Raiders of the lost axe: on macropods, phalangers, where and why - comments on Sutton's comment on Morwood and Trezise (and Pleistocene Axes)


  • Bruno David Department of Anthropology & Sociology, The University of Queensland, Brisbane, QLD 4072



Although I agree with Sutton that we should take care to avoid presenting our data as 'fact' until suitably rigid procedures have been employed in the collection of data and in the testing of ideas, I think that Morwood and Tresize (1989) should be congratulated for presenting information on a poorly executed excavation undertaken over 20 years ago, the results of which may never have seen light of day were it not for their recent paper.
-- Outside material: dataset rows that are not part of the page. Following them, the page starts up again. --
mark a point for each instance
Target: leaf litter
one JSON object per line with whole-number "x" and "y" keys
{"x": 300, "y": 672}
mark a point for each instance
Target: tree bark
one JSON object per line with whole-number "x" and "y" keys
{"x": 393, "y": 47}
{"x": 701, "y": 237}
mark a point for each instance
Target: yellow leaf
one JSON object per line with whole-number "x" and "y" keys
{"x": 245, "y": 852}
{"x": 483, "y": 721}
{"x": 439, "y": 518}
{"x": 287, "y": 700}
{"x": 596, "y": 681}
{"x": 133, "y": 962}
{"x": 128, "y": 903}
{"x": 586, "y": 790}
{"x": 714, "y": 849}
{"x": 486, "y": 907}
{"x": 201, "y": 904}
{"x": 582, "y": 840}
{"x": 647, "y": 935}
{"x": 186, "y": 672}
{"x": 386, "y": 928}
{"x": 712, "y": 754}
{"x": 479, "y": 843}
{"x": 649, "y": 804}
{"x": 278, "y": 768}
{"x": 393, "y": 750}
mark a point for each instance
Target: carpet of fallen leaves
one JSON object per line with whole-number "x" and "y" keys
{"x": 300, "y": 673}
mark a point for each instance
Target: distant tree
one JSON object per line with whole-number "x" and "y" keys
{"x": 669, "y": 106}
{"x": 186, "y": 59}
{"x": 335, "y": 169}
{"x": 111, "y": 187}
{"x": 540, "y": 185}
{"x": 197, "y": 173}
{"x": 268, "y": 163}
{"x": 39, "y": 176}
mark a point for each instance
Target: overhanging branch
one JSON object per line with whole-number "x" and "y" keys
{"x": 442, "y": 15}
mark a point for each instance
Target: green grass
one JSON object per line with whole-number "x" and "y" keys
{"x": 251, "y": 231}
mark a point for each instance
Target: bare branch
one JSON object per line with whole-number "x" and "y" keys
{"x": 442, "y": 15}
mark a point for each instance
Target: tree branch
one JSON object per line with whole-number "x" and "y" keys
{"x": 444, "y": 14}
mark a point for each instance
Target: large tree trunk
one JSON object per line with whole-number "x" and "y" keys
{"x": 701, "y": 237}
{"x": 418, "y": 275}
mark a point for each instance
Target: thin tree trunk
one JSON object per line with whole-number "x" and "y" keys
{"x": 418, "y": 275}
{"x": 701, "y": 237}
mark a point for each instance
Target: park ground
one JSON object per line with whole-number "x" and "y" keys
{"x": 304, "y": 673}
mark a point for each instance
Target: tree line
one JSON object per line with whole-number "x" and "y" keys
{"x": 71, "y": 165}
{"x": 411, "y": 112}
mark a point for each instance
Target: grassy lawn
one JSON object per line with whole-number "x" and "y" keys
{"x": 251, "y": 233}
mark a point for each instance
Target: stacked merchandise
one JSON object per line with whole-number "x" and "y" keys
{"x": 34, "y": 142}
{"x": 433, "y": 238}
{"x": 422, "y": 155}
Morwood and Tresize make it clear to the reader that uncertainties remain concerning the provenance of the lost axe and their broader discussion of the axe's implications should surely be read in the context of 'if' the axe indeed is of Pleistocene origin. It is only by discerned reading and testing of ideas that the line can be drawn between ' fact' and 'false fact' (although I think the line between them is finer than Sutton implies). The establishment of a 'fact' has to be argued at every level of information presentation from the statement that the axe once lay in situ in the gravelly deposits near bedrock at Sandy Creek 1, to the view that the item was in 'fact' an axe, to the dating of that level to over 30,000 years BP, and so on. For many of these levels of data presentation, it is often assumed that the reader is able to assess for him/herself whether or not the purported 'fact' contains enough information to withstand discerned testing (e.g. I accept that the item is indeed an axe/hatchet as defined by convention). In other cases, lack of sufficient data (other 'facts') precludes us from accepting other presented information (e.g. lack of adequate stratigraphic control in the original excavations have created a significant amount of doubt over the authenticity of a Pleistocene context for the axe). Morwood and Tresize's paper, it is felt, is no different from many other archaeological papers in that data is presented and theories are formulated. It is up to the reader to determine whether or not the data is of sufficient rigidity to warrant acceptance of ensuing theories (as is the case with other archaeological publications).